The study included 472 infants/toddlers (mean [SD] age, 12 [9] months; 278 infected with SARS-CoV-2; 194 uninfected; 234 male [50%]; 73 Black or African American [16%]; 198 Hispanic, Latino, or Spanish [43%]; 242 White [52%]) and 539 preschool-aged children (mean [SD] age, 48 [10] months; 399 infected with SARS-CoV-2; 140 uninfected; 277 female [51%]; 70 Black or African American [13%]; 210 Hispanic, Latino, or Spanish [39%]; 287 White [54%]). The median (IQR) time between first infections and completion of symptom surveys was 318 (198-494) days for infants/toddlers and 520 (330-844) days for preschool-aged children. A research index was derived for each age group based on symptoms most associated with infection history. The index is calculated by summing scores assigned to each prolonged symptom that was present, where higher scores indicate greater magnitude of association with history of SARS-CoV-2 infection: poor appetite (5 points), trouble sleeping (3.5 points), wet cough (3.5 points), dry cough (3 points), and stuffy nose (0.5 points) for infants/toddlers, and daytime tiredness/sleepiness/low energy (6.5 points) and dry cough (3 points) for preschool-aged children. Among infants/toddlers with infection, 40 of 278 (14%) were classified as having probable LC by having an index of at least 4 points. Among preschool-aged children, 61 of 399 (15%) were classified as having probable LC by having an index of at least 3 points. Participants with higher indices often had poorer overall health, lower quality of life, and perceived delays in developmental milestones.
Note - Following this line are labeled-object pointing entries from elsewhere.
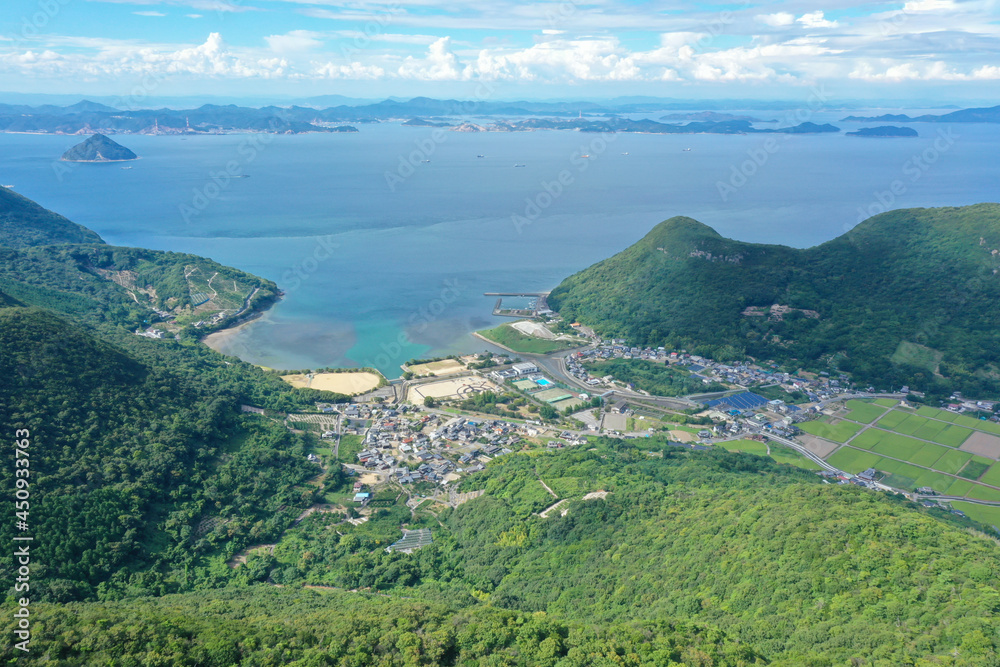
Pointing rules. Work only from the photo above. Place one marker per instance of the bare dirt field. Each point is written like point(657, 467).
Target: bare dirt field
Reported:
point(437, 368)
point(342, 383)
point(983, 444)
point(534, 329)
point(461, 387)
point(818, 446)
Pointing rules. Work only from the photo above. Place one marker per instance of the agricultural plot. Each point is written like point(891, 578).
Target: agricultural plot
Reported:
point(868, 438)
point(980, 492)
point(853, 460)
point(893, 419)
point(935, 480)
point(981, 513)
point(974, 468)
point(992, 476)
point(748, 446)
point(952, 461)
point(841, 431)
point(897, 446)
point(959, 487)
point(978, 424)
point(791, 457)
point(863, 412)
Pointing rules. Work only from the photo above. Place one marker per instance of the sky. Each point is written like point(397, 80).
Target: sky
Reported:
point(942, 50)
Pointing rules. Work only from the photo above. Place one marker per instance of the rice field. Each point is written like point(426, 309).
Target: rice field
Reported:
point(861, 411)
point(840, 432)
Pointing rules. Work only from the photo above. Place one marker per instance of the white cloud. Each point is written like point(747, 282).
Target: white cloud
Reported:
point(440, 64)
point(928, 5)
point(295, 41)
point(776, 20)
point(816, 20)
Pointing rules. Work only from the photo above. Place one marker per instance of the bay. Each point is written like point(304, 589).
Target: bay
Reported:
point(385, 240)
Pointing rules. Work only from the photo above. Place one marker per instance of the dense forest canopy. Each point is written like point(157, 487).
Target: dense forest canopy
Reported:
point(906, 297)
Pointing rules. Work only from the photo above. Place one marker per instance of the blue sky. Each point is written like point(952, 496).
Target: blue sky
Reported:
point(946, 50)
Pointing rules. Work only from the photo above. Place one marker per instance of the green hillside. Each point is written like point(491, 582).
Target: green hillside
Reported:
point(98, 148)
point(24, 223)
point(907, 297)
point(261, 626)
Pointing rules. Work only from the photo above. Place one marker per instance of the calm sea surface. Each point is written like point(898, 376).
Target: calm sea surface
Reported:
point(385, 257)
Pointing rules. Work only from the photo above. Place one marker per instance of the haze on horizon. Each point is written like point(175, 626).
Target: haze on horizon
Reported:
point(933, 50)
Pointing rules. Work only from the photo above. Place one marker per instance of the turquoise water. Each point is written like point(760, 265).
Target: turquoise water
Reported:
point(382, 264)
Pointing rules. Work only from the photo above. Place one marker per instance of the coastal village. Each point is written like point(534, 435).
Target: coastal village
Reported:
point(423, 434)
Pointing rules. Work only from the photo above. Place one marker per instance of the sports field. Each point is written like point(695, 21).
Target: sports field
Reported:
point(438, 368)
This cohort study identified symptom patterns and derived research indices that were distinct between the 2 age groups and differed from those previously identified in older ages, demonstrating the need to characterize LC separately across age ranges.
最近的研究已经确定了成人和5岁以上儿童长期新冠(LC)的特征性症状模式。然而,幼儿期的LC特征仍不明确。这一知识空白限制了在这一脆弱人群中识别、护理和预防LC的努力。
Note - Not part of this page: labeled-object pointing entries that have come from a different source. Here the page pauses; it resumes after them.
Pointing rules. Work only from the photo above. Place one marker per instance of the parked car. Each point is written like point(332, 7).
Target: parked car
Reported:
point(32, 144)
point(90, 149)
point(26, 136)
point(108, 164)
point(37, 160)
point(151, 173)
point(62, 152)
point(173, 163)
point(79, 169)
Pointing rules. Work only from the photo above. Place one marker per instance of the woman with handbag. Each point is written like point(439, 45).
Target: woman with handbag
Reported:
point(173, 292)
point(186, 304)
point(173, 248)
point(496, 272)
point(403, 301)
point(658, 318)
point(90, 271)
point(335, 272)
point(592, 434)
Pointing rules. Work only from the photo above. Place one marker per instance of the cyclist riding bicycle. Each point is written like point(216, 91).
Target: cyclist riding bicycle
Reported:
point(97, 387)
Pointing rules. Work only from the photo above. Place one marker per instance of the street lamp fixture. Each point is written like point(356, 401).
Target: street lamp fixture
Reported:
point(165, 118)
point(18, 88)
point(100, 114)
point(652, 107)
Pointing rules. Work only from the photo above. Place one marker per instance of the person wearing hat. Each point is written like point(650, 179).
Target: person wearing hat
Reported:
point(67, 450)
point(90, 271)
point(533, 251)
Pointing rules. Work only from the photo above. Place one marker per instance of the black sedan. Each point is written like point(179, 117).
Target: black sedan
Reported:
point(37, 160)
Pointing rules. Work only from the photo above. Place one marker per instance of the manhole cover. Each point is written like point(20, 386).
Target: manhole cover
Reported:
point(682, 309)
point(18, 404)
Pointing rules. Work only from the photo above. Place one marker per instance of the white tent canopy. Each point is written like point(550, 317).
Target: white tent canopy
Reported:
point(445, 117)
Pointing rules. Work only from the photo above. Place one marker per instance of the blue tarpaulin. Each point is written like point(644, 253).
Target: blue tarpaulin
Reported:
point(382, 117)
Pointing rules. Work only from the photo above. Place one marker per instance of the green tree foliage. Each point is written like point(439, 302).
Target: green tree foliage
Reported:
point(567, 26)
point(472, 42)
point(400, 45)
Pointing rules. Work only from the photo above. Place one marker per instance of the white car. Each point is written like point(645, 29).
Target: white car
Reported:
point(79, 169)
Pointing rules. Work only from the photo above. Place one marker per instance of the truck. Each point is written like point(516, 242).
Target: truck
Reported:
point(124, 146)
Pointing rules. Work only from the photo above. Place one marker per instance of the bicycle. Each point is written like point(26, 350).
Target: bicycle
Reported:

确定有SARS-CoV-2感染史的儿童与无感染史儿童在症状出现频率上差异最大的症状,确定不同年龄组(婴儿/幼儿[0 - 2岁]与学龄前儿童[3 - 5岁])症状类型的差异,并得出一个可用于研究以识别患有LC的幼儿的指标。
设计、背景和参与者:这是一项多地点纵向队列研究,招募来自美国30多个医疗保健和社区机构,包括有和无SARS-CoV-2感染史的婴儿、幼儿和学龄前儿童。研究数据于2024年5月至12月进行分析。
SARS-CoV-2感染。
婴儿/幼儿中的LC和41种症状,以及学龄前儿童中的75种症状。
该研究纳入了472名婴儿/幼儿(平均[标准差]年龄,12[9]个月;278名感染SARS-CoV-2;194名未感染;234名男性[50%];73名黑人或非裔美国人[16%];198名西班牙裔、拉丁裔或西班牙人[43%];242名白人[52%])和539名学龄前儿童(平均[标准差]年龄,48[10]个月;399名感染SARS-CoV-2;140名未感染;277名女性[51%];70名黑人或非裔美国人[13%];210名西班牙裔、拉丁裔或西班牙人[39%];287名白人[54%])。婴儿/幼儿首次感染与症状调查完成之间的中位(四分位间距)时间为318(198 - 494)天,学龄前儿童为520(330 - 844)天。根据与感染史最相关的症状为每个年龄组得出一个研究指标。该指标通过对每个存在的持续症状的得分求和来计算,得分越高表明与SARS-CoV-2感染史的关联程度越大:婴儿/幼儿中食欲不佳(5分)、睡眠困难(3.5分)、湿性咳嗽(3.5分)干咳嗽(3分)和鼻塞(0.5分),学龄前儿童中白天疲倦/嗜睡/精力不足(6.5分)和干咳(3分)。在有感染的婴儿/幼儿中,278名中有40名(14%)因指标至少为4分被归类为可能患有LC。在学龄前儿童中,399名中有61名(15%)因指标至少为3分被归类为可能患有LC。指标较高的参与者总体健康状况往往较差,生活质量较低,且发育里程碑有明显延迟。
这项队列研究确定了两个年龄组之间不同的症状模式并得出了研究指标,且与之前在较大年龄组中确定的不同,表明需要按年龄范围分别描述LC的特征。